6.7.07

wow

Happy Friday!

We are in Solwezi for a day of meetings that has proved totally amazing. The two FORGE Project Facilitators working on the women's center project referred us to an organization called ZPCT (Zambian Prevention Care and Treatment Partnership) last week. We met with 4 of their staff this morning, and their plans for Meheba are incredible. Next week they will be assessing the capacity at the Zone D Clinic and lab. Their plans are, beginning in October, to expand clinic services, staff and equipment to support comprehensive HIV care in Meheba. They want to improve clinic space, working culture, personnel training, and outreach activities.

Basically, they aim to create the Meheba equivalent of every Solwezi-based organization we are currently trying to link to the refugee HIV patients. It's incredible. Although they are USAID funded (which can be controversial in terms of donor agendas and the need to align indicators with these agendas), their attitude and ideas were amazing. So we are interested to see the results of their assessment and their next steps.

This completely reshapes our project plans for the next few months (and beyond), but hopefully just means that we no longer are going to be responsible for creating any type of clinical programming on our own (with very limited resources). We're thinking of conducting research/focus groups in each zone to help prepare for ZPCT's entrance this fall. Hopefully some of this research could comprise the basis for the thesis I need to write this coming year. We're also focusing more on the community sports league and some smaller ideas, like condom distribution in each of the stalls in the main market in Meheba.

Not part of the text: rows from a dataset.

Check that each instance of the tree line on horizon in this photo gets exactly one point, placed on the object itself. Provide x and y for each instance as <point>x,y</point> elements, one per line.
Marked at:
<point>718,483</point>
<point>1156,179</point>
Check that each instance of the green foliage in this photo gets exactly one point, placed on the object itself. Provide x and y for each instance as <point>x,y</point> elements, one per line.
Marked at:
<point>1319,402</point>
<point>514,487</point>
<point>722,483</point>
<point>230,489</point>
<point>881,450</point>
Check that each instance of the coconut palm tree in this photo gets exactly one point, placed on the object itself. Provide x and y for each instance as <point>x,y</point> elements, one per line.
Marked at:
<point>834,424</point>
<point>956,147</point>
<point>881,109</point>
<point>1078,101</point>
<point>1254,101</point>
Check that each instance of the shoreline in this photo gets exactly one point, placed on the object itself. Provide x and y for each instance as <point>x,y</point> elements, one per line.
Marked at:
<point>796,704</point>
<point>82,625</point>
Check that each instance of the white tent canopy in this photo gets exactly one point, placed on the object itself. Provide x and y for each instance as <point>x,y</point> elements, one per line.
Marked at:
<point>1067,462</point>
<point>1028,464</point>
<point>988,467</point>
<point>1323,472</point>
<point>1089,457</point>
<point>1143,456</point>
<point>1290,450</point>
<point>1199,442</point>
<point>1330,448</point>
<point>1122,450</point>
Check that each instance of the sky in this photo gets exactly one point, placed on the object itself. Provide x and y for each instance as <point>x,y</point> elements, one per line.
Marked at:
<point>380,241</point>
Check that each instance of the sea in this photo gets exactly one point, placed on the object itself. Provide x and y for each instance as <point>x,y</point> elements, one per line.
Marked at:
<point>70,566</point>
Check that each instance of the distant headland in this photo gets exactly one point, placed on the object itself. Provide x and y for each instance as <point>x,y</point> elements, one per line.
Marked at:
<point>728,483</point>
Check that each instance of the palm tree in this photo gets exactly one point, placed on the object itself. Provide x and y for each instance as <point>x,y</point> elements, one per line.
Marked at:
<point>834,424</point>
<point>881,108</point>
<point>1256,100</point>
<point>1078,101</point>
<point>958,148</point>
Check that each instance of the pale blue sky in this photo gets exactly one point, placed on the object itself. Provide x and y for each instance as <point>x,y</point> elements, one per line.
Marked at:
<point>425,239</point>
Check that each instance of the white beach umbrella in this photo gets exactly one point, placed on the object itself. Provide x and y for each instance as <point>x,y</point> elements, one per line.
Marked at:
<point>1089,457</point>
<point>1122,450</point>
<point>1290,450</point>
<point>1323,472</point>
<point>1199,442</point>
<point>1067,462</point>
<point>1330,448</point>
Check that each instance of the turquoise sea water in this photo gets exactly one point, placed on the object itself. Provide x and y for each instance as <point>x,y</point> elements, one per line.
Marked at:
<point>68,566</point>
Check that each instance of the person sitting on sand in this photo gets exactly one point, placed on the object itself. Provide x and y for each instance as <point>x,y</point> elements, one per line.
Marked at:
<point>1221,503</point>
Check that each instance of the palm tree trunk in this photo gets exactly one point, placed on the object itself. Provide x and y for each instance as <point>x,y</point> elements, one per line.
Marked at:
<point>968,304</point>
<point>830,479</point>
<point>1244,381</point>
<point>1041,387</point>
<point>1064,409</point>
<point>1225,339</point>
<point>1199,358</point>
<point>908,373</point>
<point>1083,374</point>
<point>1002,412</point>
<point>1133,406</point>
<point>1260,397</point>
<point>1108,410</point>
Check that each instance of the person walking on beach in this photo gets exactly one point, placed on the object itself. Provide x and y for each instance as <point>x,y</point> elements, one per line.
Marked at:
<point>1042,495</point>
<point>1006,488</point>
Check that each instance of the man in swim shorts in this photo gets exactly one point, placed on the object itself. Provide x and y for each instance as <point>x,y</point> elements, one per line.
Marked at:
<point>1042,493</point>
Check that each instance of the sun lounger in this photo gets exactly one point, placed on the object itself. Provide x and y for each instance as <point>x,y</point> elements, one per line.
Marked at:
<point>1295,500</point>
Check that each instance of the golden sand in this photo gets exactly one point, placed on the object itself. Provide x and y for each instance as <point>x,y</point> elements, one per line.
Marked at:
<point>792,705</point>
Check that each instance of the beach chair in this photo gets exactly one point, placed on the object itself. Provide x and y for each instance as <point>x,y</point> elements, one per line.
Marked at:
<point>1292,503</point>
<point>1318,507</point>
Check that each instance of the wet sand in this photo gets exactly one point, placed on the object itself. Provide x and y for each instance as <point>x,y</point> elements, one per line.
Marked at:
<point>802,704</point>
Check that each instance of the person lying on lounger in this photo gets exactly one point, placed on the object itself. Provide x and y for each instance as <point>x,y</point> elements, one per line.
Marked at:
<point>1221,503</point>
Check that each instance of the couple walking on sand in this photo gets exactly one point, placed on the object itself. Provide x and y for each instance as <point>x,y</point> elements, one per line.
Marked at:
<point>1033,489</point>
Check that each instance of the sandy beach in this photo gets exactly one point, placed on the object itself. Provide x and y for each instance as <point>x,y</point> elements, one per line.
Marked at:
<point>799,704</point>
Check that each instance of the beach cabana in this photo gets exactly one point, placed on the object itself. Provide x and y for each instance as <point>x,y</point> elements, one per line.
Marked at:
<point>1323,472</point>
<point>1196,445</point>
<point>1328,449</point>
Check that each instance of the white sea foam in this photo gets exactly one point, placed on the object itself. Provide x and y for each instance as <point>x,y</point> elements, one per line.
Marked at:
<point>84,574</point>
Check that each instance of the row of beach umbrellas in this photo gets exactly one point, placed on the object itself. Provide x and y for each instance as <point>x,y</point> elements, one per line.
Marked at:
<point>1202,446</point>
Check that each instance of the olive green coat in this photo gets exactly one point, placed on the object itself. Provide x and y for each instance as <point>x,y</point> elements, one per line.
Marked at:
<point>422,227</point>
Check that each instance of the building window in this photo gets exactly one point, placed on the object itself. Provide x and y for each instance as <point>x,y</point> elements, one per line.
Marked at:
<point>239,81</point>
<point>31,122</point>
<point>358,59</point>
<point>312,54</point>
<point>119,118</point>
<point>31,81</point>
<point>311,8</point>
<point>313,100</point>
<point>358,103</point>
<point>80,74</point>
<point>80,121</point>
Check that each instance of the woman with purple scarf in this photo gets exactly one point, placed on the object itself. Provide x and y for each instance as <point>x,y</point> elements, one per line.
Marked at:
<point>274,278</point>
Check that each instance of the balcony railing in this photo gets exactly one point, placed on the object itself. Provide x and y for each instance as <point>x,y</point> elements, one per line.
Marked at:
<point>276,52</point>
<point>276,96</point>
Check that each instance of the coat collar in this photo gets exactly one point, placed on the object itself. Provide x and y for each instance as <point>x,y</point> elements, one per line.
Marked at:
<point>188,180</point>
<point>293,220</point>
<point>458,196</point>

The FORGE vehicle broke down a few days ago, so we had to hitch a ride into Solwezi last night with Mr. Mendes, the UNHCR Refugee Officer. He is a very nice man originally from Mozambique. We talked a lot about African politics on our ride into town. He also helped us find a guest house to stay in last night. We ran into our friend from Meheba, a Congolese refugee named Stephen, in the internet cafe. He was just returning from a trade fair in Ndola. We had dinner with him and talked a bit about his life prior to arriving in Meheba. It is a really powerful story which I'll save for my next post.

Then this morning walking along the main road in town, we ran into the country coordinator for the medical missions group that was in zone F two weeks ago. Ten minutes later, in Shoprite (a big chain like Safeway), we ran into William, the director of the organization that has just taken over operating responsibilities from CORD in Meheba. Small world!

What else, what else. The Finding Nemo watch I bought last week died after exactly 8 hours. Great. I am slowly able to ride my bike without excruciating amounts of lower body pain, but it is still pretty brutal. We had a great 4th of July celebration on Wednesday. In a rare flash of culinary inspiration, I helped make a batch of beer-battered sweet potato fries. They were delicious, even if Alice and Flora (our house ladies) could not stop laughing at me when I described the process for preparing them. They laughed at us the whole time. We also grilled some goat meat and made smores around the fire.

No fireworks, but a neighboring farm had some fires on their land late that night, so we watched this huge fire move across the horizon. (AAR left a nonfunctional water tower in the courtyard of the compound. If you climb on top of it, you get a pretty nice view) I thought people mostly did that to clear land for farming purposes, but apparently they also will light areas of the bush on fire in order to drive wild animals into a line of hunters moving toward the fire. Interesting!